La storia di Andrea – La paura

Pubblicato il 18 Marzo 2020 alle 18:35
Aggiornato il: 23 Marzo 2020 alle 12:30
Autore: Nicolò Zuliani

Quando senti di essere un leone in gabbia e cerchi il tuo posto nel mondo, ma il mondo ha altri piani.

La storia di Andrea – La paura


Ciclo della paura: – – – – – –

Elettra, sulla bergere, questa volta indossa solo un paio di pantaloni di stoffa larghi. La collana di perle finte le penzola tra i seni piccoli, ci giocherella guardando le giunture in controluce. La abbassa di scatto e si volta verso l’angolo buio del salotto: «Oggi racconterà la storia la nostra presenza maschile silenziosa» gongola.
«Ma iperattiva, altrove» commenta Francesca, scambiandosi un’occhiata con Gaia. Tutti si voltano verso l’angolo. Ne esce un uomo sulla quarantina che sta finendo di masticare qualcosa, il volto sbarbato e occhi verdi grandi, capelli a spazzola cortissima, labbra sottili del ragazzino timido fin dalle medie. La corporatura irrilevante di un peso forma senza fatica.

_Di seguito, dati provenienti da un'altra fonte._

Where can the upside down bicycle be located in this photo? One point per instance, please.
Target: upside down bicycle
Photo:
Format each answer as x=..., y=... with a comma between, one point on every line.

«Immaginavo sarebbe toccato a me» si schernisce lui.
«Oddìo, non so nemmeno come ti chiami» sbarra gli occhi Elettra «E dire che di sopra…»
«Andrea.»
«Ecco, Andrea. Raccontaci una storia sulla paura.»

«C’era una volta un ragazzo veneto sui vent’anni, ed è un fallito. Quando lo dice alla psicologa o agli amici dell’università gli rispondono no, aspetta, troverai la tua strada. Certo, certo. Quando ha scelto la facoltà puntava in alto perché voleva dimostrare ai suoi di essere meglio di loro. Ma l’università è roba per chi non ha voglia di lavorare, lo diciamo? È un leone in gabbia, gli parlano di esami, libri, lui è nato per fare altro, lo sa, ma non sa ancora cosa. I suoi coetanei si laureano, prendono specialistiche, master, doppie lauree e quelle balle lì, e cominciano a essere più piccoli di lui.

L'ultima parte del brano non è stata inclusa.